Mereka mengungsi dari rumah mereka di Provinsi Nangarhar karena menghadapi kekeringan dan masalah keamanan.

Sebagian besar keluarga yang tinggal di kamp itu berbuka puasa hanya dengan makanan sederhana, karena kesulitan mengatasi krisis ekonomi di bawah pemerintahan Taliban.

Mozlifa menuturkan, “Saya punya delapan anak yang masih kecil. Suami saya sudah meninggal. Saya minta pemerintah menolong kami. Kami tidak punya cukup makanan atau kebutuhan pokok lainnya. Kami diliputi banyak masalah; kami tidak punya apa-apa.”

Jumlah pengungsi melonjak tajam sejak Taliban mengambil alih kekuasaan di Afghanistan pada 2021.

Putra sulung Mozlifa, Mohammad Naeem, mengaku menjadi satu-satunya tulang punggung keluarga sejak ayahnya meninggal.

“Ada sembilan anggota keluarga kami. Ayah kami sudah meninggal. Saya punya enam saudara perempuan dan satu saudara laki-laki. Saya jadi pemulung kain bekas dan diupah 100 Afghani (sekitar Rp21.000) per hari. Saya juga mengumpulkan plastik. Dari upah yang saya dapat, saya belikan makanan untuk delapan orang keluarga saya yang lain. Saya anak tertua dan satu-satunya tulang punggung keluarga kami,” sebutnya.

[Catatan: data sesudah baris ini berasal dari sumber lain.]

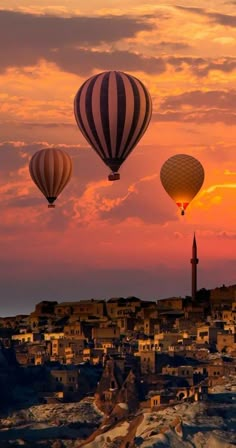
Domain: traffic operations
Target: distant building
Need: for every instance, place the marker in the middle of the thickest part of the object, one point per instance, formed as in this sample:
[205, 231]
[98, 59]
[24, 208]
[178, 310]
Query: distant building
[194, 262]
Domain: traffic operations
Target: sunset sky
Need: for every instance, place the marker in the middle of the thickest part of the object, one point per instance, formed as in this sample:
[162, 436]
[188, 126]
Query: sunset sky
[124, 238]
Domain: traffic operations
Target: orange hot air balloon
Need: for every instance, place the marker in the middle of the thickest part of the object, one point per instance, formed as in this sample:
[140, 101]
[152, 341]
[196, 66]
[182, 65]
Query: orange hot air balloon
[51, 170]
[113, 110]
[182, 177]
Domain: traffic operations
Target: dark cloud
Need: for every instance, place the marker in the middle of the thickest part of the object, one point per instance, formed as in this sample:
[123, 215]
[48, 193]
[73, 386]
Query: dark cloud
[215, 17]
[198, 117]
[219, 99]
[152, 209]
[175, 46]
[27, 38]
[207, 107]
[67, 42]
[84, 61]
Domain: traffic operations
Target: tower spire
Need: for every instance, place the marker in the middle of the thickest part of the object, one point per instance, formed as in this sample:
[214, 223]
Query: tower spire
[194, 261]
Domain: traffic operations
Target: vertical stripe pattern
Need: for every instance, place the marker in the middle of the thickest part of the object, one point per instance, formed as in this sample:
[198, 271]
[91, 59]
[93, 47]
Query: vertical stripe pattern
[113, 110]
[50, 170]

Bantuan dari Berbagai Lembaga Bantuan

Truk Pengungsi Afghanistan saat Tinggalkan Pakistan
Sekitar 1,7 juta penduduk ilegal di ultimatum untuk segera keluar dari Pakistan atau menghadapi penangkapan dan deportasi. (Abdul MAJEED/AFP)

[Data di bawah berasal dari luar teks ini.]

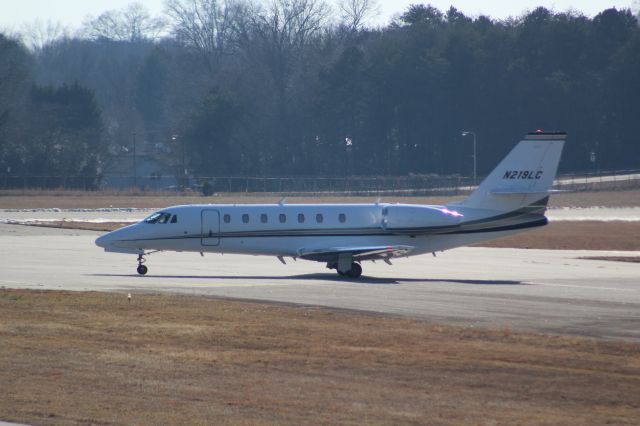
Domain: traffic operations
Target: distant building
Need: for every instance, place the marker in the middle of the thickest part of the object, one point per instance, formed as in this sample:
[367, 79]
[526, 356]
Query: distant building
[150, 173]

Salamat Khan, adik Naeem, juga bertugas mencari kertas untuk membuat api. “Saya berangkat dari rumah pagi-pagi dan pulang di siang hari. Saya membawa sekantong kertas dan dengan cara inilah kami bertahan hidup,” komentarnya.

Berbagai lembaga bantuan telah menyediakan makanan, pendidikan dan bantuan layanan kesehatan kepada warga Afghanistan. Akan tetapi, pendistribusian bantuan tersebut sangat terdampak oleh kebijakan Taliban yang melarang perempuan bekerja untuk organisasi nirlaba internasional.

Perekonomian Afghanistan pun terseok-seok dan hampir ambruk.

Meskipun pasar-pasar di sana sebagian besarnya dipenuhi berbagai pasokan, tidak banyak orang yang mampu berbelanja makanan untuk keluarga mereka.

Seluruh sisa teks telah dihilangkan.